Two car bombs have exploded in the Iraqi capital, Baghdad, killing at least six people and injuring 47 more, emergency services told the BBC.
The powerful blast caused widespread damage
The dead were thought to be civilians, killed by the first blast. Six policemen were injured in the second blast at an Iraqi river police station.
Shops and cars were damaged by the first bomb, aimed at a US military convoy that was not hit.
More than 300 people are believed to have died in violence this month.
There has been intense violence since a new Iraqi government was announced in late April.
The first car bombing hit Saadoun Street, a busy part of Baghdad's business district.
The attack happened within a stone's throw of the spot where a similar explosion took place on Saturday, killing 17 people.
Nearly 50 people were injured in two suicide car bombings
Police securing the area fired warning shots in the air to drive back the crowd of onlookers, as firefighters tried to put out at least seven burning vehicles, the AFP news agency reports.

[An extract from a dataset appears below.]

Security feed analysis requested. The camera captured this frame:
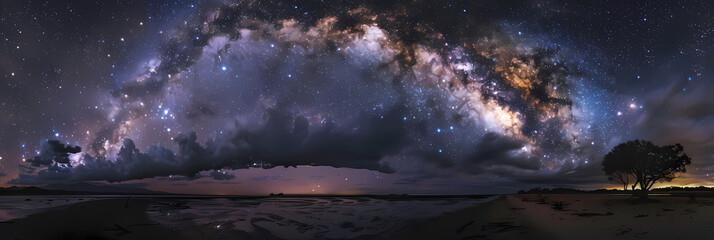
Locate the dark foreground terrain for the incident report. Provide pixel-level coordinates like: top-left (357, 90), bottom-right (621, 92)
top-left (0, 194), bottom-right (714, 239)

Hours later another suicide bomber rammed his vehicle into the gates of a river police station in the Abu Nawwas area to the south of central Baghdad.
Several policemen were among those injured in the blast, nobody is reported to have been killed.
A US marine was killed in a bombing in Iraq, the military said on Tuesday.
The marine died on Monday of wounds inflicted during combat operations in Nasser Wa Salaam near Falluja.
As of Monday, 1,224 members of the US military have died as a result of hostile action, according to the US defence department.
The US military says its forces have killed up to 100 insurgents in a major operation that is continuing close to the Syrian border.
Correspondents say American forces are trying to root out insurgents sheltering in villages north of the Euphrates River, who are thought to have set up supply routes to bring in weapons and explosives from Syria.
They say many residents are now fleeing the area.
There has been no confirmation of any US casualties.